Seymour Shifrin

Discipline: Composing

Based In: Natick, MA

Year at Millay: 1977

Awards/Honors: Award Winner, Horblit Award, Boston Symphony Orchestra, Boston, MA (1963); Fellow, Music Composition, Guggenheim Fellowship, The John Simon Guggenheim Memorial Foundation, New York, NY (1959, 1956); Fulbright Grantee to France, Musical Instrument Training, Fulbright US Student Program (1951).

Website: https://en.wikipedia.org/wiki/Seymour_Shifrin

Seymour Shifrin (1926–1979) was born in New York City and educated at the High School of Music and Art and at Columbia University; his most influential teachers were William Schuman, Otto Luening, and Darius Milhaud.
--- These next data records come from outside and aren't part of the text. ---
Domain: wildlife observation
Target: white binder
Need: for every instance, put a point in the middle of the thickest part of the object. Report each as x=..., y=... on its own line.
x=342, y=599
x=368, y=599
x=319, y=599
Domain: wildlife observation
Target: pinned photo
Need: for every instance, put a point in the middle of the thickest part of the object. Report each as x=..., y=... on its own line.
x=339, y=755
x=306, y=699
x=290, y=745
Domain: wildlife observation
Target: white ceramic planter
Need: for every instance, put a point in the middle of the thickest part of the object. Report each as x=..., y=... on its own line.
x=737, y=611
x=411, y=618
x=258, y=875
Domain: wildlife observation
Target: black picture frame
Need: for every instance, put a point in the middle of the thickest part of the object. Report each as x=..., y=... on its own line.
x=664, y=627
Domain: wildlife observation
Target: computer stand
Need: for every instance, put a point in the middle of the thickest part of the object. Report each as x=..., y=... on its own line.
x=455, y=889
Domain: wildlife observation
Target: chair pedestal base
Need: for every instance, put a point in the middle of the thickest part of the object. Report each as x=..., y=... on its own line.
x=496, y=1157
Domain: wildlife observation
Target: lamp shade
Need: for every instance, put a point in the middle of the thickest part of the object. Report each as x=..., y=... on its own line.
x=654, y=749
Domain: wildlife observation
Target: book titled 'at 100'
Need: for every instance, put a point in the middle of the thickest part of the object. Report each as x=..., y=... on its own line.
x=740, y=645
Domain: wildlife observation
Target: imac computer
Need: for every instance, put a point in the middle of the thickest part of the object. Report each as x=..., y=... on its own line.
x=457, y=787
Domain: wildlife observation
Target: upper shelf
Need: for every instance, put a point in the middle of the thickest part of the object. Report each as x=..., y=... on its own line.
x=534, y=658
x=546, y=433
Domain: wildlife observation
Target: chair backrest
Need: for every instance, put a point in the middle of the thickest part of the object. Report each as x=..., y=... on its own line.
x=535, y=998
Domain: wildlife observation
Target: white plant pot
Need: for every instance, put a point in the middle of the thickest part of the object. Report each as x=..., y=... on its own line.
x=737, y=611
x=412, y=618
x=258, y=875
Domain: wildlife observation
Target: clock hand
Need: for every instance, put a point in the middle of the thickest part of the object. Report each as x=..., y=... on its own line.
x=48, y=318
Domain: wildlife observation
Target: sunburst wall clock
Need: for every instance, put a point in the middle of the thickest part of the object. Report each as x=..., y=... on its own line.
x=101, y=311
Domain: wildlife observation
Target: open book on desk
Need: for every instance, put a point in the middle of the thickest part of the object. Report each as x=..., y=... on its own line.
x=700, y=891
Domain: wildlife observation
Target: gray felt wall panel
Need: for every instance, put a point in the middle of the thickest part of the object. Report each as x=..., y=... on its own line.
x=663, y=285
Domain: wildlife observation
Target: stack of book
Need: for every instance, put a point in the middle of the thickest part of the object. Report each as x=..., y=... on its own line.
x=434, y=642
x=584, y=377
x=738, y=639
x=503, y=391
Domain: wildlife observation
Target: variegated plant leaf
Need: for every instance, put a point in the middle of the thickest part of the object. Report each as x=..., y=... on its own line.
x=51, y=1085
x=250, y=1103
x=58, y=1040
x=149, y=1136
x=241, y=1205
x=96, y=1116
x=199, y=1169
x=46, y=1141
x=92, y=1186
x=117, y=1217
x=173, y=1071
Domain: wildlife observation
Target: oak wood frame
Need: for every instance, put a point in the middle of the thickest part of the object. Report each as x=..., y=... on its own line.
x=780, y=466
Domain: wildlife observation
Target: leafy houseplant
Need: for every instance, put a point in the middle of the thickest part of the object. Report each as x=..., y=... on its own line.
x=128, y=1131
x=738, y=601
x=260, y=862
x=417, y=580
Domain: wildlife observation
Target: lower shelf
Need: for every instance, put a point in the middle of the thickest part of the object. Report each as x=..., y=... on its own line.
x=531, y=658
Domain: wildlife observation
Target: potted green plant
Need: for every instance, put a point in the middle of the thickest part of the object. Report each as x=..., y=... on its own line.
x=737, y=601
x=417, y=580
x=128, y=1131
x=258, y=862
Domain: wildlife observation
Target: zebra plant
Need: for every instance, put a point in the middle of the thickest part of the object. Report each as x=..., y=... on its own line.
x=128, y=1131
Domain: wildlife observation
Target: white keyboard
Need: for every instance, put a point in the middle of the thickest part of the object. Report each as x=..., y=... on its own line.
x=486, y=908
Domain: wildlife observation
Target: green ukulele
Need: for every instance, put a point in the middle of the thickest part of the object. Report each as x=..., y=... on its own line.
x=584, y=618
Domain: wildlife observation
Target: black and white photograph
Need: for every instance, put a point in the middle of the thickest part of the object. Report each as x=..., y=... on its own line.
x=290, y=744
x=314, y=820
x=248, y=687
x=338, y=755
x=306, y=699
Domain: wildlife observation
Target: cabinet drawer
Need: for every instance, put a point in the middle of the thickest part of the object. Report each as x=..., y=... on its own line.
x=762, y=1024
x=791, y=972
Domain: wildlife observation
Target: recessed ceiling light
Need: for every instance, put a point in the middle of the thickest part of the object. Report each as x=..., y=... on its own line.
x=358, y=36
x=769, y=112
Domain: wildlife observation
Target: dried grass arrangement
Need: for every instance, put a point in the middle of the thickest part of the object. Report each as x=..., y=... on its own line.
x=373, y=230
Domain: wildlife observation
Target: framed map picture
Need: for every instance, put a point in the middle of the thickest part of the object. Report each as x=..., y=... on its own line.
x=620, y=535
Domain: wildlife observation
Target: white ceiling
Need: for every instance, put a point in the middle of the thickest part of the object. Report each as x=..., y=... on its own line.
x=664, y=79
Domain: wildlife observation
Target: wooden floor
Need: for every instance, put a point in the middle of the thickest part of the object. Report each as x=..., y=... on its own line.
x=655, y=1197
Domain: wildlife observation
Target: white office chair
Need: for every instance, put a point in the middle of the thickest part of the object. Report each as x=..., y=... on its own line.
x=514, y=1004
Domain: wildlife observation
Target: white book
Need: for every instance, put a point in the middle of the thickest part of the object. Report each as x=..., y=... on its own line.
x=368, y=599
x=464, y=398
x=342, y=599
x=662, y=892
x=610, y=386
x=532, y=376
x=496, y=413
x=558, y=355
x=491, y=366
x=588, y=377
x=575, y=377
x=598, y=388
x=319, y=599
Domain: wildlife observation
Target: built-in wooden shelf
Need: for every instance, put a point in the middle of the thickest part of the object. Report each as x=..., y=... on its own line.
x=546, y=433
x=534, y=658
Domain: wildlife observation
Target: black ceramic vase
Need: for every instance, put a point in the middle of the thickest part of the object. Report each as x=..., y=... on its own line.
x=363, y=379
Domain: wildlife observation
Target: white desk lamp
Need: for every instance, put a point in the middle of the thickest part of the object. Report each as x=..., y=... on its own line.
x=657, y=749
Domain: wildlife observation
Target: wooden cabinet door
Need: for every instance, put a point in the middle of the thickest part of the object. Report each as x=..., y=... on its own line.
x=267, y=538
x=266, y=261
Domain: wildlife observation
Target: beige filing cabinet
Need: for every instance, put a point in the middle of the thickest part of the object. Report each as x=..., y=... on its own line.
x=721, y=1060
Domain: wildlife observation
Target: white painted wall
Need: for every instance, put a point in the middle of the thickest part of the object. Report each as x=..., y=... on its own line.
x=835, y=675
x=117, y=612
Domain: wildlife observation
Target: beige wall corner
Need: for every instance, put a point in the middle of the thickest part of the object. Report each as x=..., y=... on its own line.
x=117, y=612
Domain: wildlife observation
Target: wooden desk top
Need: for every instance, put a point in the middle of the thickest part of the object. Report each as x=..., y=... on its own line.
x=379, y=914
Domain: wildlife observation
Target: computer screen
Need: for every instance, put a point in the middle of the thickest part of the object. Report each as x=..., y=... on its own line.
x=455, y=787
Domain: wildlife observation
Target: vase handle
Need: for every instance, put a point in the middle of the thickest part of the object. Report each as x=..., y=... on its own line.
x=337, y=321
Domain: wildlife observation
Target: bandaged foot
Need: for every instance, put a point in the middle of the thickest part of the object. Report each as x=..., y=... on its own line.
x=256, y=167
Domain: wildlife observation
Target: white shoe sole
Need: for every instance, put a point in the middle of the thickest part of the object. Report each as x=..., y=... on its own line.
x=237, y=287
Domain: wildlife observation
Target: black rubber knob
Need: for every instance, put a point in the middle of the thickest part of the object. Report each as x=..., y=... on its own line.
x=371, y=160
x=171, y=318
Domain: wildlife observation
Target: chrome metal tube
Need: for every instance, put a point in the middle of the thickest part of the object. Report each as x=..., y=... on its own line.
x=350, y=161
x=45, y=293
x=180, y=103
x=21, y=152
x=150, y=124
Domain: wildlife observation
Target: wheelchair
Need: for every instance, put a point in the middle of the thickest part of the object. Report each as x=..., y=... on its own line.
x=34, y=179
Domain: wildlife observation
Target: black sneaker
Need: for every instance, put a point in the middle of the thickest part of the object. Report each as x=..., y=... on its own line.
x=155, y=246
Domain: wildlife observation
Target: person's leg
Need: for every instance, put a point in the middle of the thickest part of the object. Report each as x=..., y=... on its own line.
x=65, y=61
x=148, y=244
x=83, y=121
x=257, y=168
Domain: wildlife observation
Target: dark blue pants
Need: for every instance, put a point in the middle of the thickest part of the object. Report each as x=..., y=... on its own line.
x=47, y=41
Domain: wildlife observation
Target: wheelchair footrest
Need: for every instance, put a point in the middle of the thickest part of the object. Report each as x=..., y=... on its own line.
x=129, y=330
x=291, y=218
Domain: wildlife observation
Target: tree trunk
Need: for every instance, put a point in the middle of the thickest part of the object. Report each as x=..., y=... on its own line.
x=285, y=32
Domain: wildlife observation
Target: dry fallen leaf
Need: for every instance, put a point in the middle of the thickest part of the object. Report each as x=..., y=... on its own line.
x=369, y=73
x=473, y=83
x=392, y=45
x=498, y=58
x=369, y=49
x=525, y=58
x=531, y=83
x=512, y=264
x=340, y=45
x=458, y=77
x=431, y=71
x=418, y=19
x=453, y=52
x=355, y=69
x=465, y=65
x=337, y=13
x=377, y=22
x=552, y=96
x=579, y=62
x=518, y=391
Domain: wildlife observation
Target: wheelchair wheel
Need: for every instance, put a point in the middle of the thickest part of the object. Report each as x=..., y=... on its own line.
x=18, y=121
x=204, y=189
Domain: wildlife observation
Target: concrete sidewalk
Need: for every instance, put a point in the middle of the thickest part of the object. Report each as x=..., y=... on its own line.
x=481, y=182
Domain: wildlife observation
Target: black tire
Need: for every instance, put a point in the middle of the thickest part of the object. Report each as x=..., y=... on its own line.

He taught for many years at the University of California at Berkeley and was Professor of Music at Brandeis University. His commissions include those from the Koussevitsky Foundation, the League of Composers—ISCM, the Fine Arts Foundation, the Fromm Foundation, and the National Endowment for the Arts. He received the Bearns Prize, the Copley Award, the Horblit Award, and Fulbright and Guggenheim Fellowships. His Satires of Circumstance, issued by Nonesuch Records, received the Koussevitsky International Recording Award in 1970. Two years later, Shifrin’s Three Pieces for Orchestra (1958), a Naumburg Award- winning composition, again received the Koussevitsky. Shifrin’s work may also be heard on: Serenade for Five Instruments (1955); String Quartet No. 4; Chronicles (1970); Three Songs (1952), and Five Songs (1979).